MULHER CANDIDATA PROCURA

“O fato de ser a única mulher pré-candidata foi uma das principais razões para eu aceitar essa missão. Entendo que o problema do Brasil é tão grave, são tantos retrocessos, que eu não podia me furtar, mesmo sabendo que meu mandato se encerra em 2022, de dar minha parcela de contribuição diante do cenário catastrófico que o Brasil atravessa. Paralelo a isso, [há] a responsabilidade de ser pré-candidata do maior partido do Brasil, que foi decisivo no processo de liberdades públicas quando vozes se calaram e partidos foram extintos – foi o MDB que acolheu essas vozes. Uma das pautas, que nós não podemos deixar sequestradas pela esquerda, é a da justiça social e a dos direitos das minorias, uma causa que sempre foi do MDB. Minha pré- -candidatura é um resgate da minha história como mulher. Entrei na vida pública porque queria servir de forma diferente e creio que, de algum modo, estou representando todas as mulheres que fazem política no Brasil. O Brasil da desigualdade social sem precedentes, o Brasil da inflação, do desemprego, da violência contra a mulher, não pode, neste momento, prescindir de um timbre feminino.”

A VOZ FEMININA

“Pesquisas mostram que mulheres são as mais indecisas neste momento no eleitorado. O que significa [querer] não continuar com o presente, nem voltar ao passado. Acredito que esta eleição quem novamente irá decidir são as mulheres. E não apenas porque somos maioria. Porque somos as primeiras a ver e a sentir, na pele, o desgoverno. Lembramos também dos escândalos do passado, não apenas de corrupção, mas de má gestão.”

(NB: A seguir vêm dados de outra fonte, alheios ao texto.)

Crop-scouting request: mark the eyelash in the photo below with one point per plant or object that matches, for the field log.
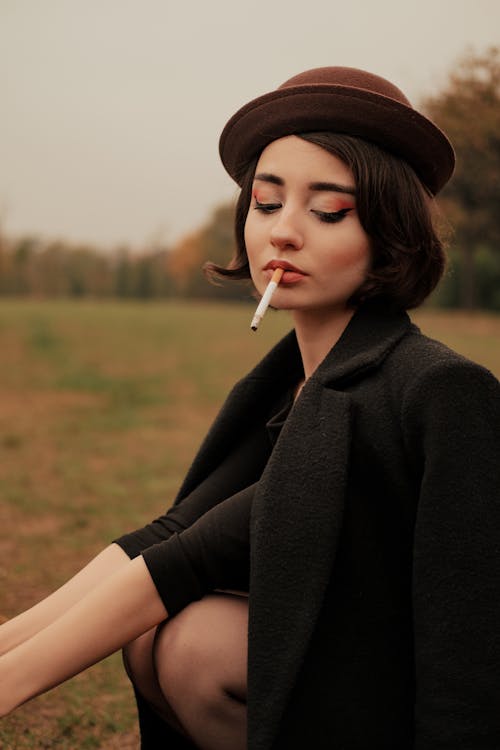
(328, 217)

SUB-REPRESENTAÇÃO POLÍTICA

“A média mundial é 30% de parlamentares mulheres. Na Bolívia são 50% no Parlamento, no Brasil 15%. Se comparar com os países da América Latina estamos no rodapé. Somos muito sub-representadas, mas nos multiplicamos. Desde os decretos inconstitucionais [de Bolsonaro] para liberar o armamento, afinal são as mulheres as maiores vítimas das armas de fogo, vítimas do feminicídio. Os nossos filhos, os jovens das periferias, os negros, são esses que mais morrem com arma de fogo. Nós não estamos mais falando sobre avanços, mas de neutralizar os retrocessos.”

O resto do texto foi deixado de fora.